The U.S. Environmental Protection Agency (EPA) will evaluate whether emissions from piston-engine aircraft fueled by 100LL contribute to air pollution that endangers public health and welfare.
Under the Clean Air Act, EPA reviews information on air pollutants and sources of air pollution to determine whether they threaten human health or welfare. This is referred to as an “endangerment finding.” EPA officials said in a Jan. 12, 2022, announcement that the plan is to issue a proposed endangerment finding for piston-engine aircraft that run on leaded fuel in 2022 for public review and comment.
“After evaluating comments on the proposal, we plan to issue any final endangerment finding in 2023,” officials add.
“Protecting children’s health and reducing lead exposure are interlocking priorities at the core of EPA’s agenda,” said EPA Administrator Michael S. Regan. “EPA has been investigating the air quality impact of lead emissions from piston-engine aircraft near airports for years, and now we’re going to apply that information to determine whether this pollution endangers human health and welfare.”
While levels of airborne lead in the United States have declined 99% since 1980, piston-engine aircraft that operate on leaded fuel are the largest remaining source of lead emissions into the air, EPA officials said.
Lead exposure can come from multiple sources, including leaded paint, contaminated soil, industrial emissions from battery recycling or metals processing, and the combustion of fuel or waste containing lead, officials noted.
“Children’s exposure to lead can cause irreversible and life-long health effects,” officials said in a prepared release. “No safe blood lead level in children has been identified.
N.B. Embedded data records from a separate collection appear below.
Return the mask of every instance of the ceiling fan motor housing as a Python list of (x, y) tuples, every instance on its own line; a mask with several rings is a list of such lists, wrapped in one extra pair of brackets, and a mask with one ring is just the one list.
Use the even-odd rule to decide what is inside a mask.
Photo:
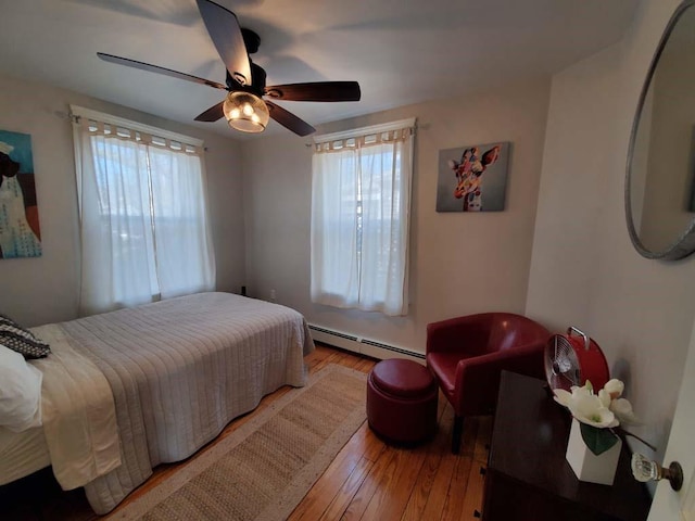
[(574, 327), (554, 334), (545, 346), (545, 376), (551, 389), (570, 391), (589, 380), (594, 392), (610, 379), (608, 363), (596, 342)]

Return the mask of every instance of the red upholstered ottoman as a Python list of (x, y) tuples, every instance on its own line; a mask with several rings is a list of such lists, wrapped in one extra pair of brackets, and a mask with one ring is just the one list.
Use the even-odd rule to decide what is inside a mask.
[(437, 431), (439, 387), (429, 369), (392, 358), (377, 364), (367, 380), (367, 420), (396, 443), (428, 440)]

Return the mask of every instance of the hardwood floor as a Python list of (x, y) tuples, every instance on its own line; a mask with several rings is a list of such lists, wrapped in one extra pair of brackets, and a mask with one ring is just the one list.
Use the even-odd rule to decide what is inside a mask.
[[(378, 360), (317, 345), (305, 358), (309, 372), (327, 364), (369, 372)], [(219, 437), (202, 448), (197, 458), (219, 440), (239, 429), (290, 387), (266, 396), (253, 411), (232, 421)], [(365, 422), (339, 453), (324, 475), (290, 516), (291, 521), (448, 521), (475, 519), (481, 510), (484, 469), (492, 418), (470, 418), (464, 427), (459, 455), (450, 450), (453, 411), (440, 394), (439, 430), (431, 442), (413, 447), (392, 447), (379, 440)], [(125, 501), (169, 478), (187, 461), (163, 465)], [(116, 508), (111, 516), (117, 514)], [(109, 517), (111, 517), (109, 516)], [(84, 492), (62, 492), (50, 470), (0, 486), (0, 519), (86, 521), (96, 516)]]

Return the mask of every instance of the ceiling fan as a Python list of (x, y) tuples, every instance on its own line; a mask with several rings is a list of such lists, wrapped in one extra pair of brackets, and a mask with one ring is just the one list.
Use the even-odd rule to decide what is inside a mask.
[(195, 120), (216, 122), (224, 116), (229, 126), (244, 132), (262, 132), (269, 117), (299, 136), (307, 136), (316, 130), (308, 123), (273, 101), (264, 100), (263, 97), (283, 101), (359, 101), (357, 81), (266, 86), (265, 71), (249, 56), (258, 50), (261, 37), (251, 29), (241, 28), (237, 15), (228, 9), (211, 0), (195, 1), (207, 33), (227, 69), (226, 85), (113, 54), (98, 52), (97, 55), (106, 62), (227, 90), (228, 94), (224, 101), (201, 113)]

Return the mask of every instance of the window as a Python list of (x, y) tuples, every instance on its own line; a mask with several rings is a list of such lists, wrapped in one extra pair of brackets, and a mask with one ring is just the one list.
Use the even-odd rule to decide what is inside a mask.
[(312, 301), (407, 313), (415, 119), (319, 136), (312, 163)]
[(81, 313), (212, 290), (202, 142), (72, 110)]

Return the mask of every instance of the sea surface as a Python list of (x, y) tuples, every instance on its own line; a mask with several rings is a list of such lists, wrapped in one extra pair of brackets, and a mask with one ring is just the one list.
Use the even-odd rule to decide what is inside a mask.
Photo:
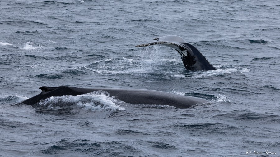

Even low levels of lead in blood have been shown to affect IQ, ability to pay attention, and academic achievement. In adults, health impacts from lead exposure can include cardiovascular effects, increased blood pressure and incidence of hypertension, decreased kidney function, and reproductive issues.”
The “endangerment finding” is in response to petitions from Alaska Community Action on Toxics, Center for Environmental Health, Friends of the Earth, Montgomery-Gibbs Environmental Coalition, Oregon Aviation Watch, the County of Santa Clara, and the Town of Middleton, Wisconsin.
More information on the petition response and EPA’s activities on lead emissions from piston-engine aircraft can be found here.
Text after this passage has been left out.